Por trás dessa equipe, conta-se ainda o apoio do diretor da Casa de Custódia de Maringá, Rafael Alberto Kawanishi, o diretor-geral da Polícia Penal, Osvaldo Messias Machado, que foi quem idealizou e se empenhou pelo projeto especial de leitura, o diretor regional da Polícia Penal em Maringá, Júlio Cesar Franco, a diretora do Ceebja, professora Vilma Biadola, e mais Mário Iwamoto Júnior, Pedro Claudinei Soares, Marco Aurélio Menegildo, Eli Rogério Rocha, Gideão Ferreira e Ana Célia de Souza, além de Luiz Carlos Locatelli, que se encarregou da iluminação.
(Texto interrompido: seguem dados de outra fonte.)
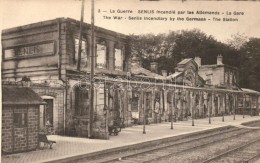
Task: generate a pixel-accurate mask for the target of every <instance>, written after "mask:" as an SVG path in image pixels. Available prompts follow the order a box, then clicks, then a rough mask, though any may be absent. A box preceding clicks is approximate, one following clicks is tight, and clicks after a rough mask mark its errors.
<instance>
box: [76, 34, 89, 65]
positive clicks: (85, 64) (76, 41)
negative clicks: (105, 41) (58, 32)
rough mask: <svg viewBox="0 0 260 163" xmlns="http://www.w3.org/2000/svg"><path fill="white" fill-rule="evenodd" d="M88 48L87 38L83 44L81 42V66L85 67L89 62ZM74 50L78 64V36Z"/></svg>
mask: <svg viewBox="0 0 260 163" xmlns="http://www.w3.org/2000/svg"><path fill="white" fill-rule="evenodd" d="M86 48H87V43H86V41H85V40H82V44H81V59H80V65H81V67H84V66H85V65H86V64H87V52H86ZM74 49H75V50H74V51H75V55H74V56H75V63H76V65H77V64H78V61H79V56H78V50H79V39H78V38H76V39H75V46H74Z"/></svg>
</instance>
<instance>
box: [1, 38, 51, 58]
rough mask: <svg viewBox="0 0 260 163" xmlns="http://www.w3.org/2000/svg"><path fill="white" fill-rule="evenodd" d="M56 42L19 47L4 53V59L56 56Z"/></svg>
mask: <svg viewBox="0 0 260 163" xmlns="http://www.w3.org/2000/svg"><path fill="white" fill-rule="evenodd" d="M54 50H55V48H54V42H49V43H42V44H37V45H31V46H19V47H15V48H12V49H6V50H5V51H4V59H11V58H20V57H25V56H26V57H27V56H28V57H30V56H40V55H50V54H54Z"/></svg>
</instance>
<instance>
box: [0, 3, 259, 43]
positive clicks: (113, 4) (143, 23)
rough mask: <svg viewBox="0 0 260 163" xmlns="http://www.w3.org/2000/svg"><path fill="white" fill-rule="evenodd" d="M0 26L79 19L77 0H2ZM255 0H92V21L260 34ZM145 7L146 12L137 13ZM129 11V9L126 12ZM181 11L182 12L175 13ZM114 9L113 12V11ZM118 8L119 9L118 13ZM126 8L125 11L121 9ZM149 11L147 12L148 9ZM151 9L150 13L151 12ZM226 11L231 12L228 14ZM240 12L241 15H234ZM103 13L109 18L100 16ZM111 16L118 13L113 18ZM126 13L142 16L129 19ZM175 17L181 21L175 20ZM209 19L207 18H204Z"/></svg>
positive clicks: (177, 28)
mask: <svg viewBox="0 0 260 163" xmlns="http://www.w3.org/2000/svg"><path fill="white" fill-rule="evenodd" d="M1 7H2V8H1V11H0V12H1V13H0V14H1V18H2V19H1V24H2V25H1V27H2V29H6V28H11V27H16V26H21V25H26V24H30V23H36V22H40V21H44V20H49V19H55V18H57V17H70V18H73V19H77V20H79V19H80V9H81V1H80V0H55V1H52V0H2V4H1ZM259 9H260V2H259V1H189V0H187V1H184V2H182V1H172V0H164V1H138V0H95V25H97V26H100V27H103V28H106V29H109V30H113V31H116V32H119V33H123V34H127V35H128V34H146V33H154V34H158V33H167V32H169V31H176V30H183V29H184V30H186V29H193V28H197V29H200V30H201V31H203V32H205V33H206V34H208V35H212V36H213V37H215V38H216V39H217V40H219V41H222V42H225V41H226V40H227V39H230V38H231V35H232V34H236V33H240V34H244V35H245V36H247V37H258V38H260V29H259V27H260V10H259ZM138 10H145V11H146V12H148V13H146V14H142V13H138ZM157 10H158V11H175V12H176V13H175V14H156V11H157ZM90 11H91V3H90V0H85V13H84V22H87V23H90V20H91V19H90V18H91V13H90ZM130 11H132V13H129V12H130ZM178 11H184V12H185V13H184V14H177V12H178ZM187 11H193V12H196V11H211V12H219V13H220V15H215V16H214V15H198V14H187ZM113 12H115V13H113ZM118 12H119V13H118ZM122 12H126V13H122ZM149 12H150V13H149ZM151 12H154V13H151ZM227 12H231V15H228V14H227ZM234 12H243V13H244V14H243V15H234ZM104 16H106V17H110V19H104ZM113 16H119V17H122V20H114V19H113ZM129 16H131V17H135V18H136V19H138V17H139V18H140V17H141V18H142V20H129ZM144 17H161V18H167V21H163V20H153V21H149V20H144ZM170 17H171V18H175V20H174V21H170V20H169V19H170ZM177 17H181V18H184V21H176V19H177ZM187 17H189V18H206V19H207V21H187ZM213 17H216V18H220V19H221V20H222V19H223V18H234V19H238V21H234V22H223V21H220V22H219V21H213ZM208 19H210V20H208Z"/></svg>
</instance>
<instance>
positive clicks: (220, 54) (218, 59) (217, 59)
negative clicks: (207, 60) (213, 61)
mask: <svg viewBox="0 0 260 163" xmlns="http://www.w3.org/2000/svg"><path fill="white" fill-rule="evenodd" d="M217 65H223V57H222V55H221V54H219V55H218V56H217Z"/></svg>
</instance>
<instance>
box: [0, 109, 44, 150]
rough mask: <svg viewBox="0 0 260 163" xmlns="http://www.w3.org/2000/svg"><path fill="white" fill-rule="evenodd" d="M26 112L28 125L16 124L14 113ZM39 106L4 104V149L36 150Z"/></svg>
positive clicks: (27, 122) (2, 118)
mask: <svg viewBox="0 0 260 163" xmlns="http://www.w3.org/2000/svg"><path fill="white" fill-rule="evenodd" d="M16 113H26V114H27V116H28V121H27V125H26V126H22V127H16V126H15V125H14V114H16ZM38 116H39V106H26V107H25V106H3V109H2V151H4V152H6V153H15V152H22V151H29V150H35V149H36V148H37V147H38V132H39V119H38V118H39V117H38Z"/></svg>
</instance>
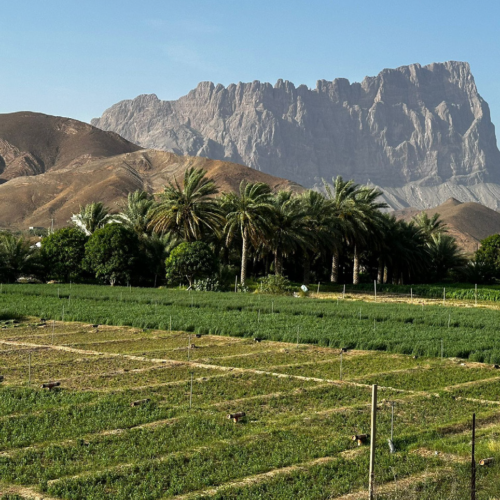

Digno de chegar a outros públicos

Um dos apenados fez a apresentação de Dostoiévski, “Crime e Castigo” e o personagem Raskólnikov, situou a obra na história, contextualizou a relação de Dostoiéviski com o sistema prisional e o quanto a trama mexe com quem está cumprindo pena em uma penitenciária. Depois disso, foi a vez do outro detento prender a atenção do público com o monólogo elaborado por muitas mãos. O fim foi marcado por prolongada salva de palmas.

O deputado estadual Professor Lemos (PT), presidente da Comissão de Direitos Humanos da Assembleia Legislativa do Paraná, esteve em Maringá especialmente para prestigiar o monólogo e se desmanchou em elogios. Para ele, trata-se de um espetáculo digno de ser mostrado a outros públicos, em outros palcos, outras cidades. O deputado Evandro Araújo (PSD), também presente, teceu elogios à qualidade e profundidade do trabalho.

Muito além do cárcere pelo cárcere

O diretor regional da Polícia Penal­­­­, Júlio Cesar Vicente Franco, que foi um dos idealizadores do projeto de ressocialização, junto com Osvaldo Messias Machado, disse que o envolvimento de tanta gente na montagem teatral mostra o tamanho da importância do projeto na reinserção social de apenados e o compromisso de todos, desde os agentes de segurança, professores e voluntários. Ele fez um agradecimento especial ao juiz da Vara de Execução Penal, Fábio Bergamin Capela, que tem sido parceiro, com grande empenho para mudar a vida de pessoas privadas de liberdade.

Mesmo sendo uma tarde de sexta-feira, o Teatro Barracão ficou lotado Foto: Divulgação

“A Polícia Penal é a polícia mais nova do Paraná, tem cerca de um ano, e ela tem o objetivo de reinserir o indivíduo na sociedade. Não há mais aquela ideia do cárcere pelo cárcere, a pena não é mais somente para punir, ela tem que, de alguma forma, transformar o indivíduo, para que ele mude aquela ação que cometeu”, diz Júlio Franco, complementando que “nossa corporação entendeu isso e hoje o sistema prisional do Paraná, em especial em Maringá, oferta trabalho de uma forma remunerada para que o preso não seja um estorvo para a família dele, antes, que ele mesmo cumprindo pena, dê apoio financeiro à família”.

Segundo Franco, a aproximação da família é primordial no processo de ressocialização.